— Прости, конечно, если чего не так похозяйничали, дедушка, — помрачнела физиономия и царевны, — но за те пять часов, что провели на приеме у победителя — неподражаемого барона Жермона — уходились мы, как сивки на горках: ноги не держат, и слова нехорошие не держатся… А что касается первого конкурса… Аристократия, ешки-матрешки!.. Из сорока двух вопросов ответили на одиннадцать! Из них — три ответа Кондрахины, два — свита подсказала общими усилиями, еще два — советники присоветовали, а остальные… ох, лучше не напоминай.
— А вы над чем сейчас работаете? — вежливо поинтересовался Иванушка, галантно прикрывая тыльной стороной ладони зевок.
— Я… я… я…Я вспомнил!!! Вспомнил, что хотел поглядеть!!! Но где же он?.. Ох, ворона старая — опять куда-то задевал!.. Хотел ведь поближе положить, чтобы вам показать — и на тебе!.. — сокрушенно хлопнул себя по тощим ляжкам старичок и вдруг бросился и зарылся в белые горы своих записей, как ныряльщик в волну. — Сейчас, сейчас, сейчас…
Исписанные и чистые листы полетели во все стороны из-под его торопливых рук будто брызги, но старик не обращал на них внимания.
— Где-то видел, где-то видел… где-то видел… А в словаре?.. Так, так, так, так… Ага, есть!.. Нет, не то… А где тогда?.. А на тумбочке?.. Где-то было, где-то было, где-то было… А под столом?.. Где-то было…
— По-моему, это надолго, — шепнула Серафима и силой усадила обратно на диван порывающегося пособить в поисках неизвестной пропажи супруга.

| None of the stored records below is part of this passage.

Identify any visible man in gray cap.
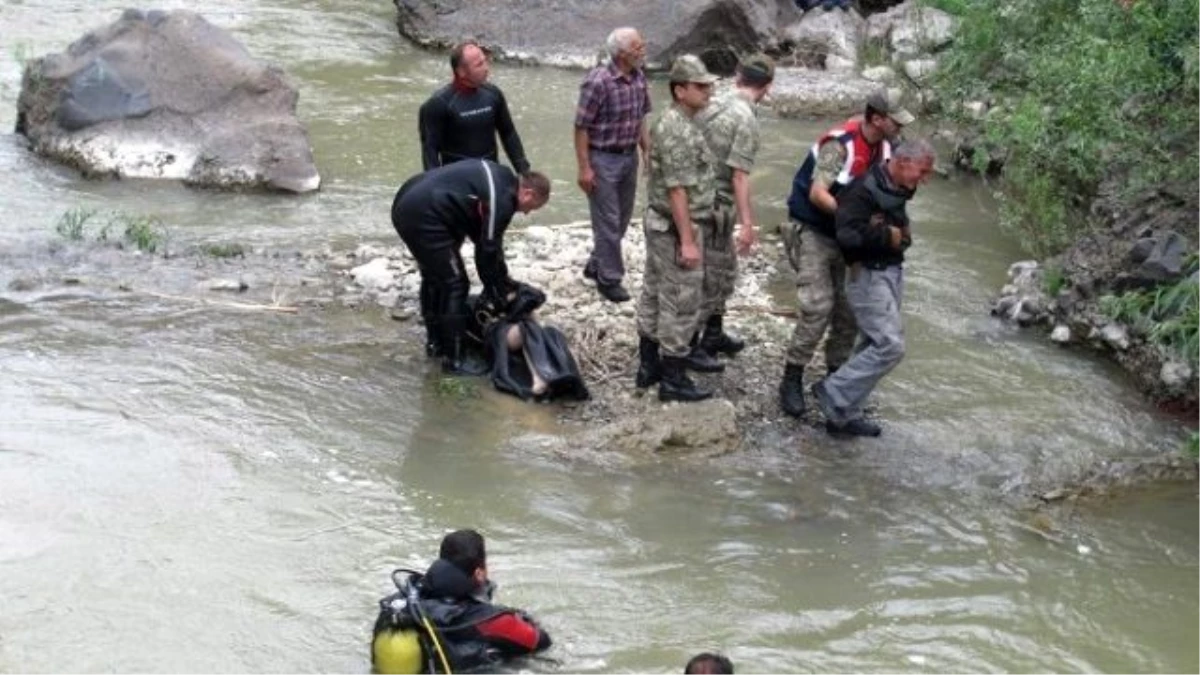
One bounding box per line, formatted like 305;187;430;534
694;54;775;359
779;91;913;417
636;54;716;401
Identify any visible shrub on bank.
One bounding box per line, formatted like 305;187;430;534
937;0;1200;256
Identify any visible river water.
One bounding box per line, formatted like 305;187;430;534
0;0;1200;674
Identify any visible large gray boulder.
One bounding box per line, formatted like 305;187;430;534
395;0;798;71
17;10;320;192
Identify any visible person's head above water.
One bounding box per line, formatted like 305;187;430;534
683;652;733;675
438;530;487;586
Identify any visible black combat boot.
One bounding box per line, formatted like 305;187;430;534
700;313;746;357
659;357;713;401
779;364;804;417
684;333;725;372
634;335;662;389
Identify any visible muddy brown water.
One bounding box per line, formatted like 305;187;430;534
0;0;1200;674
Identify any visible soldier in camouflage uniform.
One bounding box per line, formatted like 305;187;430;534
694;54;775;358
636;54;716;401
779;92;913;417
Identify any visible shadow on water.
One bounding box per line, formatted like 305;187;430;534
0;0;1200;674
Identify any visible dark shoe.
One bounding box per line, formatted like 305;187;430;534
779;364;805;417
684;340;725;372
634;335;662;389
596;282;629;303
700;313;746;357
659;357;713;401
442;335;491;377
826;417;883;438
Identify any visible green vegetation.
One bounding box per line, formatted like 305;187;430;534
54;208;167;253
200;241;246;258
1100;279;1200;364
928;0;1200;256
54;208;96;241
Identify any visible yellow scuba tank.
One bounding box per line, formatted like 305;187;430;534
371;627;425;675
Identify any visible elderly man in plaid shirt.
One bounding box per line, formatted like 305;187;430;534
575;28;650;303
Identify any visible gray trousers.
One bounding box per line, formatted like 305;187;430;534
821;265;904;424
588;150;637;283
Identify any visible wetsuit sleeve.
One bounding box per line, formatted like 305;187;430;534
478;611;552;656
416;94;445;171
496;89;529;173
836;184;895;254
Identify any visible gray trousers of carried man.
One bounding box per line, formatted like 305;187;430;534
822;265;905;425
637;209;704;358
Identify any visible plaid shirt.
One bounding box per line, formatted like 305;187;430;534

— Может, всё-таки найдется?.. — с надеждой предположил Иванушка.
— А, может, мы завтра зайдем? — начала исподволь движение в сторону двери она, но Голуб, уловив тревожный сигнал, резко вынырнул из пергаментной кипы, глотнул относительно свежего воздуха, молекулы кислорода в котором еще не были замещены на сто процентов молекулами вековой пыли, и испуганно выпалил:
— Нет-нет! Что вы! Ни в коем случае! Я после поищу!
— А, может, всё-таки, и мы… после?.. — прикрываясь ладошкой, во весь рот зевнула Сенька и ткнулась головой в плечо мужу. — Ну, чего такого срочного у тебя может быть на ночь глядя? Еще одну корону нашел, или меч-кладенец и сапоги-самоходы в придачу?
— Вообще-то, я пригласил вас, чтобы сообщить потрясающее известие, — мгновенно выбросив из головы самовольную ускользающую мысль, дрожа и ломая пальцы от радостного возбуждения, выпалил старик известие, жегшее ему язык целый день без перерыва. — У царства! Костей! Есть! Законный! Наследник! Престола!
— Четыре, ты хотел сказать, — жалобно окинув его слипающимися глазами, снова звонко зевнула Серафима. — Этой новости уже три дня, дед. И впрямь, здорово ты от нашей эры приотстал-то среди своих бумажек…
— Нет, не четыре! — взвился старик, словно царевна наступила ему на собрание хроник правления Нафтанаила Второго. — Не четыре, девушка! А один! Один, и юридически неоспоримо легитимный, а не какой-то там десятый брат шестой сестры троюродной жены отставного лакея!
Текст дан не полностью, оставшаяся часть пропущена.